Complete at 80,000 words, AFTER ALICE is a young-adult, steampunk twist on Lewis Carroll’s Alice’s Adventures in Wonderland with sequel potential. Thank you for your time and consideration.


Evil Editor said...

"Instead of the whimsical landscape of the past, rundown cities pulse with electricity." I don't find that this quite makes the point. "Rundown cities" suggests the place has become a dump. But "pulsing with electricity" isn't necessarily a bad thing. Disney World pulses with electricity despite being a whimsical landscape. You could cut the sentence off at rundown cities. Or change "electricity" to "the roar of steam-powered playing card factories."

Also, "of the past" might be better as "of Alice's world."

I prefer "And Alice? to "And the famous Alice?"

inhabitants' {apostrophe)

"Guided by a cat with a too-wide smile" isn't needed.

I'd change "take back" to "get back."

Use the name of the secret revolutionary group rather than call them that.

Change "its" to "their."

Change "pastime" to "policy."

SB said...

I don't think this is a bad query letter, but it doesn't really convince me that this version has something really new and unique to offer. If you could, I'd suggest trying to play up even more how yours is different. (I want to suggest telling how some of the various Alice characters are different in your version, but I suspect others would caution against putting too many characters in the query, so I'll hold back.)

InkAndPixelClub said...

It's an improvement on the first version, but it could still use some tightening up and extra oomph.

It'd be nice if you could get Underland into the first sentence. A dirty sewer is not a major part of your story. The sooner you can get to the setting that is key to your story, the better.

I'm having a tough time visualizing the forest spurting blood-rain (does it come out of the trees) and the rats the size of Great Danes seem a little out of place. Neither visual screams either steampunk or Alice in Wonderland.

I don't see how it helps Jenny or anyne else that the villain is the same one from the original book, so that setence can go.

Without any context for why there is a portal to Earth in the Red Queen's castle, it feels like a plot contrivance to force Jenny to go to the most dangerous place she can be. I'd change "Earth" to "Jenny's home" or "Jenny's world," unless your story makes it clear that Underland is a different planet.

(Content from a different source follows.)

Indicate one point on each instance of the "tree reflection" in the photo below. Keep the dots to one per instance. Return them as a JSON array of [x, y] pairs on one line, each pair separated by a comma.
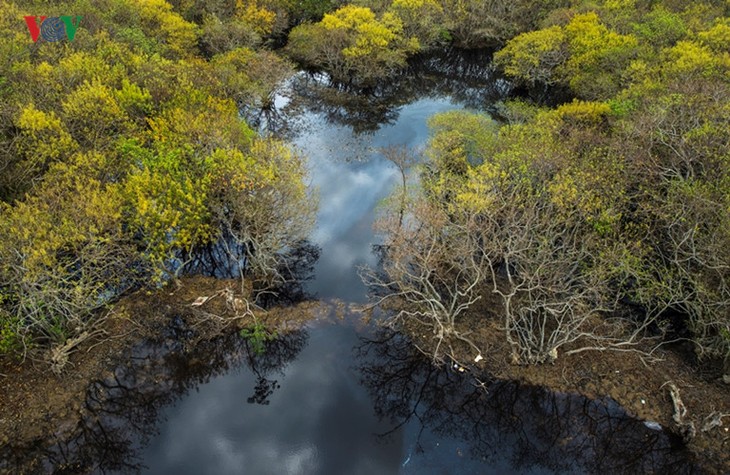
[[121, 412], [529, 426], [468, 77]]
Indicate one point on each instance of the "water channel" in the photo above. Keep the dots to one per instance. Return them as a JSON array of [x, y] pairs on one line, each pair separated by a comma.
[[340, 396]]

Why does the rebellion need Jenny and not just the chess piece necklace?

The previous draft started to discuss Jenny's dilemma: she wants to get back home, but she's starting to care about the inhabitants of Underland, particularly the Hatter. Putting that back in will help Jenny to seem like a more active protagonist, someone who starts making her own choices rather than just being helped and protected by others.

I like the new title better than the previous one.

Chicory said...

This new query is better. :) I like the first sentence but I agree with InkAndPixel that Jenny's dilemma should be returned to the query.